A fraud detection API is a prerequisite for any online business that wants to mitigate risk and detect bad actors in real time. These API tools allow businesses to screen users, payments and other important action points for fraud at every step of the user journey from account creation through checkout and payment. They can help businesses identify and block fraudulent payments, fake accounts, chargebacks, bad users, bots, account takeover (ATO) and more.
The most advanced fraud prevention systems combine a variety of different algorithms to spot patterns and flag anomalies. Some of the most popular are machine learning, pattern recognition, and behavioural analysis. They use data from a number of sources including previous fraudulent activity, user behaviour and risk scores. By collecting a large quantity of labelled data and giving it rapid feedback to the system the algorithms can learn over time and become more accurate.

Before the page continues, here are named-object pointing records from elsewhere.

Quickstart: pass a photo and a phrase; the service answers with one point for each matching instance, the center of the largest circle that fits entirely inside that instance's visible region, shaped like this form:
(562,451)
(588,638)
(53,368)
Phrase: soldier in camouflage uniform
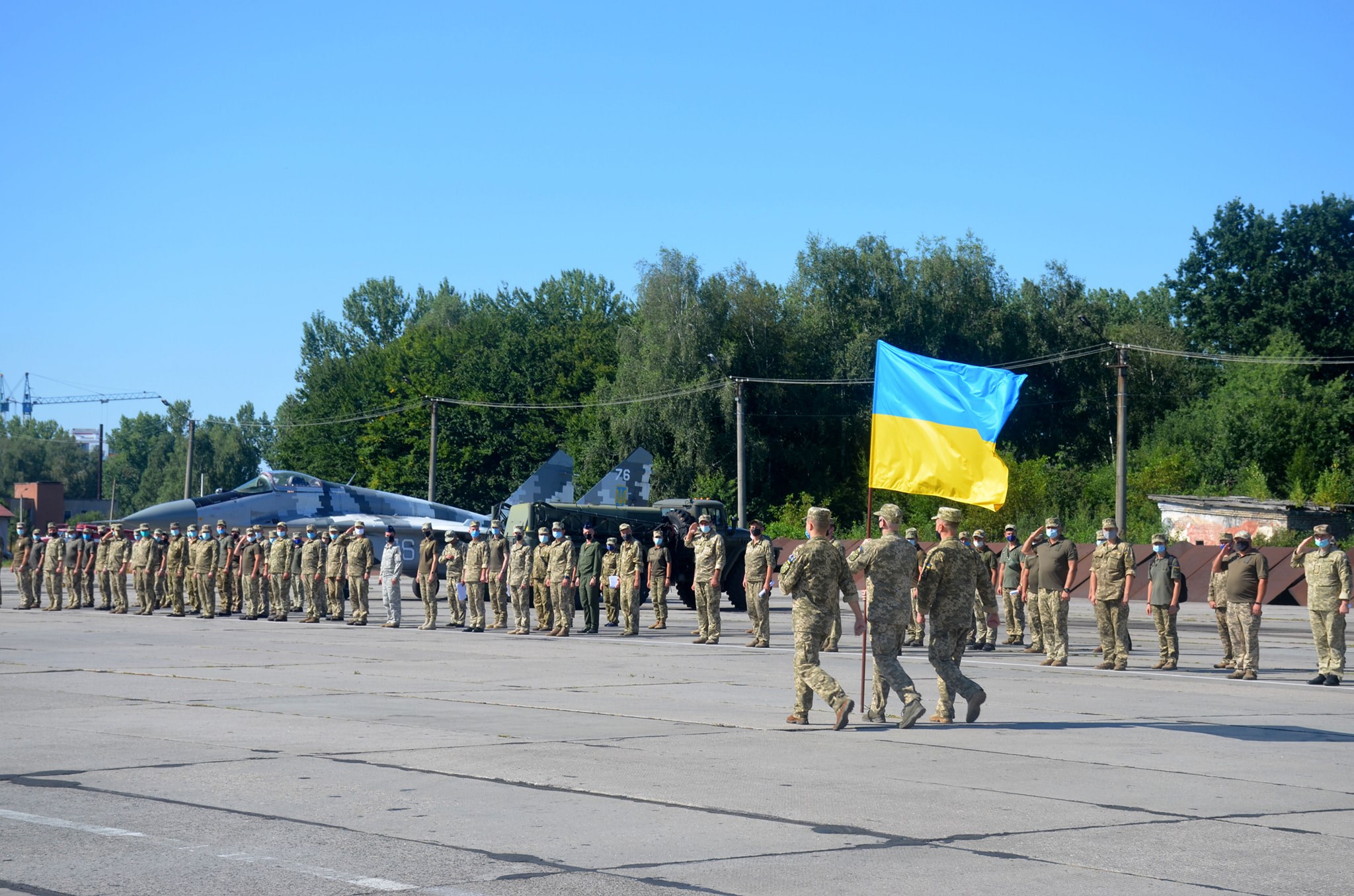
(709,547)
(945,591)
(916,634)
(629,572)
(52,568)
(454,561)
(563,576)
(815,577)
(1009,568)
(1328,601)
(758,561)
(519,581)
(279,576)
(890,566)
(541,581)
(611,596)
(1112,577)
(475,576)
(660,565)
(1218,601)
(984,635)
(497,548)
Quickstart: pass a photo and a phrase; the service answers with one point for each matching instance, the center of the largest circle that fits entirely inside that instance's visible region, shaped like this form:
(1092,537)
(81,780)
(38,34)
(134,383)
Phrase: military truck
(673,517)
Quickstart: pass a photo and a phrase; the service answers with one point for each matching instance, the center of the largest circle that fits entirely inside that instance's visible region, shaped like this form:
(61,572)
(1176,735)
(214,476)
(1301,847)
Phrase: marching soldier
(1328,601)
(709,547)
(890,566)
(519,579)
(497,547)
(945,593)
(541,582)
(814,577)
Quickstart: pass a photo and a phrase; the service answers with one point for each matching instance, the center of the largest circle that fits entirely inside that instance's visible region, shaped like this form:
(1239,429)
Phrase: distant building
(1203,520)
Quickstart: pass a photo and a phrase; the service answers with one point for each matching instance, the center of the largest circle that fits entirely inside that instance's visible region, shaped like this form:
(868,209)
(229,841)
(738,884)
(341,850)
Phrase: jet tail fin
(626,485)
(553,482)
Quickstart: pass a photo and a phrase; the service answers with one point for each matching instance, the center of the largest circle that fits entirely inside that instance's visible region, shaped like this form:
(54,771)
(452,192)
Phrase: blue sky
(184,184)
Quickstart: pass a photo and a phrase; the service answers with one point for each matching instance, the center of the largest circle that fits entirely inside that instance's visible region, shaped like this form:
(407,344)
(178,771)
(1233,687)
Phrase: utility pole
(1121,440)
(742,470)
(432,455)
(187,470)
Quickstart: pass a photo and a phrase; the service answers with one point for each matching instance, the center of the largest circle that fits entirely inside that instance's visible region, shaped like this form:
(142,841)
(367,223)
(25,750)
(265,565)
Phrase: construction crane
(103,398)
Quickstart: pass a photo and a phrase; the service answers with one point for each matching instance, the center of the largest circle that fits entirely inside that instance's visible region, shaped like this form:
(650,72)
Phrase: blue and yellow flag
(935,427)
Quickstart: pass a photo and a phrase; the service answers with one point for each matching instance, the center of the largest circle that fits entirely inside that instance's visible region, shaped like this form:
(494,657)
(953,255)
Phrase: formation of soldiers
(962,583)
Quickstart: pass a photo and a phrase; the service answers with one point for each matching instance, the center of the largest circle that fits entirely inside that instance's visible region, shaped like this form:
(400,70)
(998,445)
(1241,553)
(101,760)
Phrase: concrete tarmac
(186,755)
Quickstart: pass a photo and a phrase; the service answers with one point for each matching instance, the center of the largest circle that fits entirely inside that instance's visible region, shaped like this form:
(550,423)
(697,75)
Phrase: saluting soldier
(815,576)
(890,566)
(709,547)
(519,579)
(1328,601)
(945,592)
(497,547)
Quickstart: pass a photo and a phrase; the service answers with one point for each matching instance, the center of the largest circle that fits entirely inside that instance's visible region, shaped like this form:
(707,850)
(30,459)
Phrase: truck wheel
(688,596)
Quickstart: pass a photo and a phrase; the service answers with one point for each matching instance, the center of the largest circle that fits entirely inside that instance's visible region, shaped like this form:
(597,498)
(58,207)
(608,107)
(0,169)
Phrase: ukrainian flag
(935,427)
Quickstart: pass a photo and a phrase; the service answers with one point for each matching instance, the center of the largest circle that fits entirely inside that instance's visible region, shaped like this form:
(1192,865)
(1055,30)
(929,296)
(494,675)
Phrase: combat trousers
(589,596)
(811,627)
(707,611)
(945,653)
(118,581)
(629,605)
(206,595)
(1014,616)
(1108,618)
(1053,613)
(562,596)
(497,600)
(1245,628)
(983,634)
(428,592)
(333,592)
(545,607)
(252,596)
(1223,631)
(279,596)
(53,591)
(1166,636)
(390,599)
(229,596)
(658,597)
(145,591)
(356,596)
(520,607)
(758,611)
(26,599)
(1329,635)
(886,643)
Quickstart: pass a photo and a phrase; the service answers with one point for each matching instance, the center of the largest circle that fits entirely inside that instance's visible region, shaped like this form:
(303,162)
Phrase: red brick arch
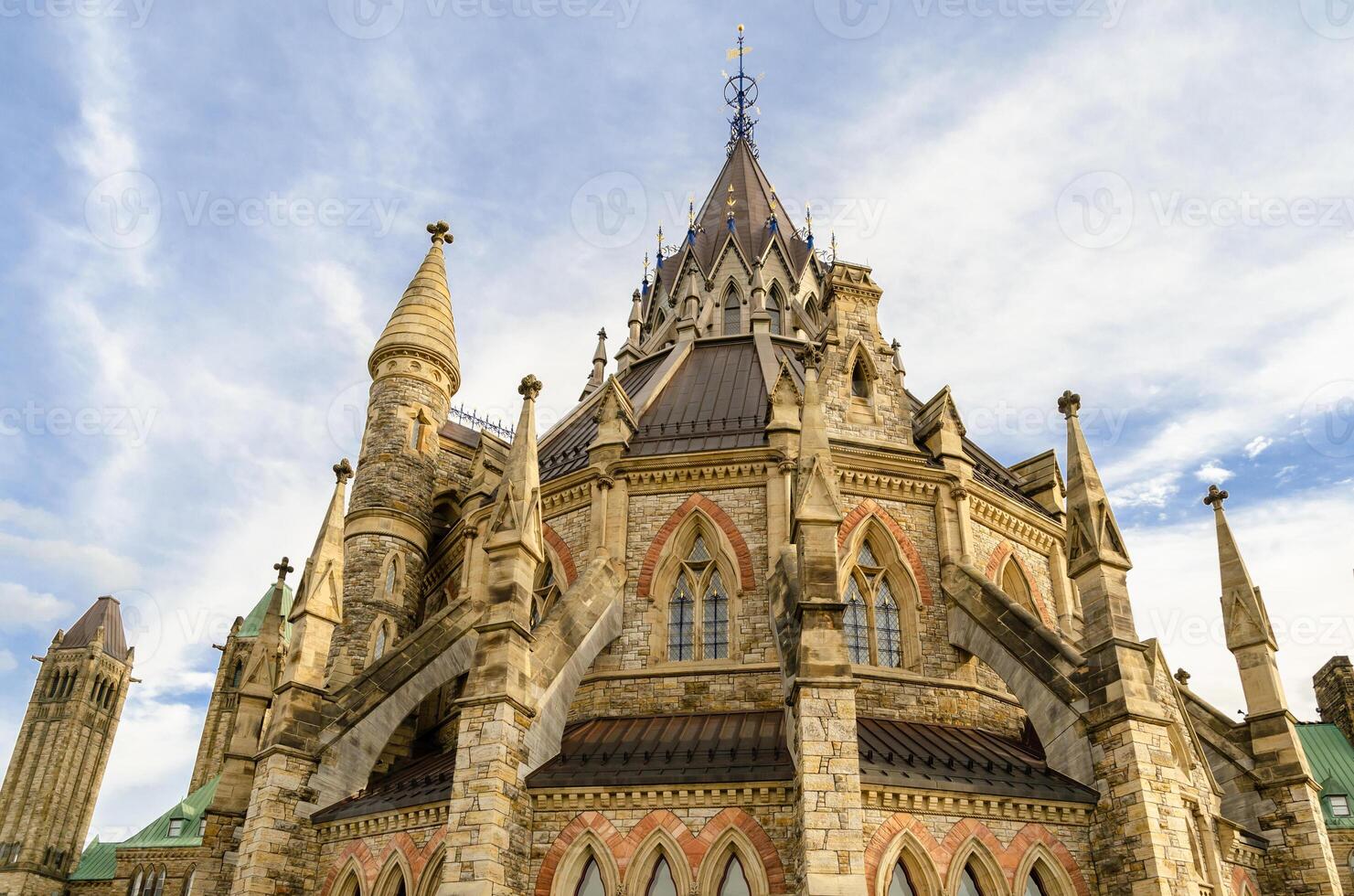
(694,848)
(994,566)
(717,516)
(869,507)
(560,549)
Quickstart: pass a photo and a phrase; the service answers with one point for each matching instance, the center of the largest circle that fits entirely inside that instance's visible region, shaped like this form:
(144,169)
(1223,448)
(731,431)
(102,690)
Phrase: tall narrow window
(858,625)
(681,624)
(902,882)
(698,608)
(734,881)
(661,881)
(873,619)
(717,619)
(858,380)
(379,648)
(1035,885)
(589,882)
(732,313)
(968,882)
(774,306)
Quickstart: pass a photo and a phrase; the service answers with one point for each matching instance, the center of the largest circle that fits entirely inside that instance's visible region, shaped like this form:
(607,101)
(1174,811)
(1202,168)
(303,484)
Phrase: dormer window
(858,380)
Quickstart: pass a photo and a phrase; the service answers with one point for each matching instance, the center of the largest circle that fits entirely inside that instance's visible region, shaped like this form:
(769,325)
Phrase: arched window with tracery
(876,597)
(734,882)
(545,593)
(774,307)
(661,880)
(732,312)
(698,608)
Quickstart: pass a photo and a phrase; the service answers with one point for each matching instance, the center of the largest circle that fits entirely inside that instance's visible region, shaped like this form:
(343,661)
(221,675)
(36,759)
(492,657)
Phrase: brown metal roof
(717,400)
(416,783)
(104,612)
(910,754)
(703,749)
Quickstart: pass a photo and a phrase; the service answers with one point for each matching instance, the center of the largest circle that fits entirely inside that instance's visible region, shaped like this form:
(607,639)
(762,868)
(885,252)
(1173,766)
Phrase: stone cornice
(920,802)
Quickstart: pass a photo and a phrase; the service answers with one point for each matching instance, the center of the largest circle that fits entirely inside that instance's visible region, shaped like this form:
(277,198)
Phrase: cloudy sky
(213,208)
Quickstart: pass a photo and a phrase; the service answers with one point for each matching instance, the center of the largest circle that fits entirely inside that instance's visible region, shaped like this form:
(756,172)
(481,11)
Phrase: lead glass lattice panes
(734,881)
(715,630)
(856,624)
(661,882)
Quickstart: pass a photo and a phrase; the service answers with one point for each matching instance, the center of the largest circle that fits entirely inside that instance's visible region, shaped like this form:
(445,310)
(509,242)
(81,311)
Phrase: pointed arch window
(698,602)
(661,881)
(545,592)
(968,884)
(734,881)
(774,307)
(873,617)
(732,312)
(858,380)
(902,881)
(1035,885)
(591,882)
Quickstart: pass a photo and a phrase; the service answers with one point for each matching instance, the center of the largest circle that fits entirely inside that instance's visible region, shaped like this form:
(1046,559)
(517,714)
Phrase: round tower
(414,372)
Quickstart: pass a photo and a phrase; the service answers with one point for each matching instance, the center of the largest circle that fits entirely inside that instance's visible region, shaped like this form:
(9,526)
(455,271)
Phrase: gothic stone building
(752,619)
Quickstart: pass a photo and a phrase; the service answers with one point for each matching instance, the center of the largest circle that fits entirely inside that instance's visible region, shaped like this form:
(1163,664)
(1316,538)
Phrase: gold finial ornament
(441,231)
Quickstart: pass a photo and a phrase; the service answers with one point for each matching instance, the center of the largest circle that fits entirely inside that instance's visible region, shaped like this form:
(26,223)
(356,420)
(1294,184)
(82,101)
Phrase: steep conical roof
(106,613)
(422,321)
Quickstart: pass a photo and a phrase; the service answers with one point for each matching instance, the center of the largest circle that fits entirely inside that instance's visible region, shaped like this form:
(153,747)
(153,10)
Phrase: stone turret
(62,749)
(414,371)
(1300,848)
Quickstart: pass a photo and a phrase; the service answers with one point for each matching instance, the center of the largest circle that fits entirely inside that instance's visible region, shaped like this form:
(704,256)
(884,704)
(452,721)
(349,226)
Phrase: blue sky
(211,210)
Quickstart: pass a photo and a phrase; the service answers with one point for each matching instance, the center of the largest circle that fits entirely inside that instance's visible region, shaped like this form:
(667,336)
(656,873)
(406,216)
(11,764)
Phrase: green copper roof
(1331,758)
(99,861)
(255,620)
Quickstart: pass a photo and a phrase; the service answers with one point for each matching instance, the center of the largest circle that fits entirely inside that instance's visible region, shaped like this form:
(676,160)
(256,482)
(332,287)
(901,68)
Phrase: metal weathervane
(741,95)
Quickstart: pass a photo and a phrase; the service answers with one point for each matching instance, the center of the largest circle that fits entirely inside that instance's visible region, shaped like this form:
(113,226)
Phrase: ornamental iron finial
(529,388)
(741,95)
(283,569)
(441,233)
(1069,403)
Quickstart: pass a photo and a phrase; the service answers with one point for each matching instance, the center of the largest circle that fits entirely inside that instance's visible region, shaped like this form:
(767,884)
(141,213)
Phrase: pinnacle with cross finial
(283,569)
(529,388)
(1069,403)
(441,231)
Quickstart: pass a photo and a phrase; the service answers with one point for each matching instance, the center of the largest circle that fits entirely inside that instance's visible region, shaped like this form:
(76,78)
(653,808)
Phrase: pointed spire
(1093,535)
(1244,616)
(517,518)
(599,371)
(422,320)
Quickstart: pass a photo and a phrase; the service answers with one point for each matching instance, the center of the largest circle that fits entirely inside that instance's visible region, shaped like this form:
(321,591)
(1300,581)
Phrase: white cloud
(1213,471)
(1255,445)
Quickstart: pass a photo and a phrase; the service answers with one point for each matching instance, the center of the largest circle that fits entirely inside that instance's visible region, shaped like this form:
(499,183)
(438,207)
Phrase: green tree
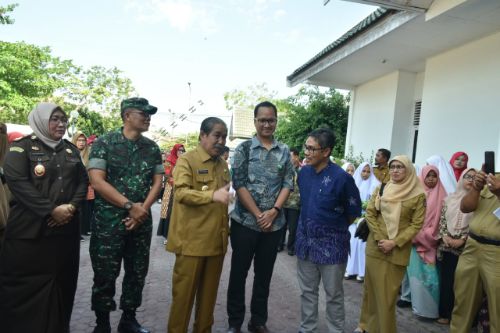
(28,74)
(4,18)
(248,98)
(310,109)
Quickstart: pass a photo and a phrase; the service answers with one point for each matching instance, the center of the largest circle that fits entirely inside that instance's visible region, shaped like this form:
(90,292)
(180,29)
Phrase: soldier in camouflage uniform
(126,172)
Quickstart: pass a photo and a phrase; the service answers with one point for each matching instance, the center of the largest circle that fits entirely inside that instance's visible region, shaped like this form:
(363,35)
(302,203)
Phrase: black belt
(484,240)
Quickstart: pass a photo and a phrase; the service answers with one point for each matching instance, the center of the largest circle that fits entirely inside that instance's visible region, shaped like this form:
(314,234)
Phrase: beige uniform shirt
(484,223)
(198,226)
(410,222)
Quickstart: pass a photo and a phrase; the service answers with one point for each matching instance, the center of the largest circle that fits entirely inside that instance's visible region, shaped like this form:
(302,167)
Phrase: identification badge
(496,212)
(39,170)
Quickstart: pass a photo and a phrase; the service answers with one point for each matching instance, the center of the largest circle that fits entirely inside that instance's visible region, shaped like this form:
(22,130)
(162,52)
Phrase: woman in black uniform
(40,257)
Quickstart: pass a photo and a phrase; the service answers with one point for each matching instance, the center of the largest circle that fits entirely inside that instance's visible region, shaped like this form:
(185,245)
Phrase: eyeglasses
(141,113)
(62,120)
(311,149)
(397,167)
(270,121)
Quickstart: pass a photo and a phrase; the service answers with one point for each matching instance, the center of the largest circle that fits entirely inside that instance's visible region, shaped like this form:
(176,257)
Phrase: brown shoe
(257,328)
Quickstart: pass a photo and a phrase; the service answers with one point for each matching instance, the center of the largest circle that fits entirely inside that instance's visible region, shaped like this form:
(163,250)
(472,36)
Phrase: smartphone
(489,162)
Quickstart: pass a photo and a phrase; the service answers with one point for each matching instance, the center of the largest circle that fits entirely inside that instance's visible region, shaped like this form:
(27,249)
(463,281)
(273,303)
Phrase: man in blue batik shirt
(329,204)
(262,177)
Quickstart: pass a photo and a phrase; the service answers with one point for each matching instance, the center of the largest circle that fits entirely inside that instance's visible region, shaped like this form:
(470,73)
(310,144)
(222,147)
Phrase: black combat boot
(128,323)
(102,321)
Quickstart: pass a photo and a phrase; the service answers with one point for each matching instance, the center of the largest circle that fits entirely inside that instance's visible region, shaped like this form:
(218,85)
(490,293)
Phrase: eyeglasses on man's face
(56,119)
(268,121)
(469,177)
(311,149)
(397,167)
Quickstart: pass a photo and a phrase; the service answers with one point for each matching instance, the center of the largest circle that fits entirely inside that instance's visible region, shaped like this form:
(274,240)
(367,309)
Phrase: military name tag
(39,170)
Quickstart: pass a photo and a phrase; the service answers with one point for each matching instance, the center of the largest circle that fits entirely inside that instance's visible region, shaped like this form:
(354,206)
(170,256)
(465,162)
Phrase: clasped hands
(61,215)
(137,215)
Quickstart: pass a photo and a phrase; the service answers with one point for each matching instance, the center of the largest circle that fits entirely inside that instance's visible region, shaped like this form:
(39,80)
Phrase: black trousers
(447,269)
(248,245)
(38,280)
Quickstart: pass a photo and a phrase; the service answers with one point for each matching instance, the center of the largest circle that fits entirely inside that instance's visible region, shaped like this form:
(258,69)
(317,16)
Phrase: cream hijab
(456,221)
(394,193)
(39,122)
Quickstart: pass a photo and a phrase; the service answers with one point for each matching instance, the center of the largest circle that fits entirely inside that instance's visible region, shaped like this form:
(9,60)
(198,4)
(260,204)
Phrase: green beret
(138,103)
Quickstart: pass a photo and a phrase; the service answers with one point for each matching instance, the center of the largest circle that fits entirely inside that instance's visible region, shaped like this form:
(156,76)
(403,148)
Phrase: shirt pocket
(39,164)
(204,182)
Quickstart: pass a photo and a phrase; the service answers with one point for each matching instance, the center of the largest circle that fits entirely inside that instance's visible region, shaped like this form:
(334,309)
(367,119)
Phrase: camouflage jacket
(130,167)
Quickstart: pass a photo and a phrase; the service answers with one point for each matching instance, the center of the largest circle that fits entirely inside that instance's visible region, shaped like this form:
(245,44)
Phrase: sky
(178,52)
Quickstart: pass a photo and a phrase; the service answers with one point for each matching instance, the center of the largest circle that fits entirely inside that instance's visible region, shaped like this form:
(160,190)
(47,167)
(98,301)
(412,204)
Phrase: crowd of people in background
(433,239)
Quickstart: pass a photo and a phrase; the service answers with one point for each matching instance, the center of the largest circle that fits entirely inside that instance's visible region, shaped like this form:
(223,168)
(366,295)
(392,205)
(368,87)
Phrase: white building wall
(461,102)
(372,115)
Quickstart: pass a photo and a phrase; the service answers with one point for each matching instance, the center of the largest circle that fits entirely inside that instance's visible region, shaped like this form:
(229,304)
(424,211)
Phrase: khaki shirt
(410,222)
(484,223)
(382,174)
(198,226)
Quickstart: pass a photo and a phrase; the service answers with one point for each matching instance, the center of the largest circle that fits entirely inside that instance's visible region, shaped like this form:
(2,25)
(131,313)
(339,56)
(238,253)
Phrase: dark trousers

However, despite this sophisticated approach to detecting fraud, criminals are constantly finding ways around rules-based models. This means that rules-based fraud detection systems need to continuously update and expand their library of known fraudster behaviour. This makes them slow and imposes a heavy maintenance burden on human fraud analysts.
As a result, many online businesses are turning to fraud detection API as a way to avoid the cost and inconvenience of manual document reviews, identity checks and other antiquated methods of preventing fraud. APIs provide a faster, more accurate and more flexible method for screening data than existing methods. They can be programmed to look for fraud in a specific way by using custom fields or data feeds.
For example, a fraud detection API could be programmed to flag any transaction that has a small amount immediately followed by a large amount. This would be possible by partitioning a data stream with a keyBy operator and adding a process() call to each of the partitions. This function could then be called by the fraud detector on the keyed context. The fraud detector could then output an alert if the transaction was flagged.
This kind of customised fraud detection is possible because the fraud APIs offered by SEON are designed with flexibility in mind. SEON’s APIs are fully documented and provide a codebase that can be used to quickly configure the fraud detection functionality for a specific business need. This way a developer does not have to learn all the full ins and outs of a full fraud engine but can simply implement the functions they need to work with their own data and API interfaces. This also helps developers reduce the amount of time they spend on maintaining the fraud detection API and frees them up to focus on other parts of their project.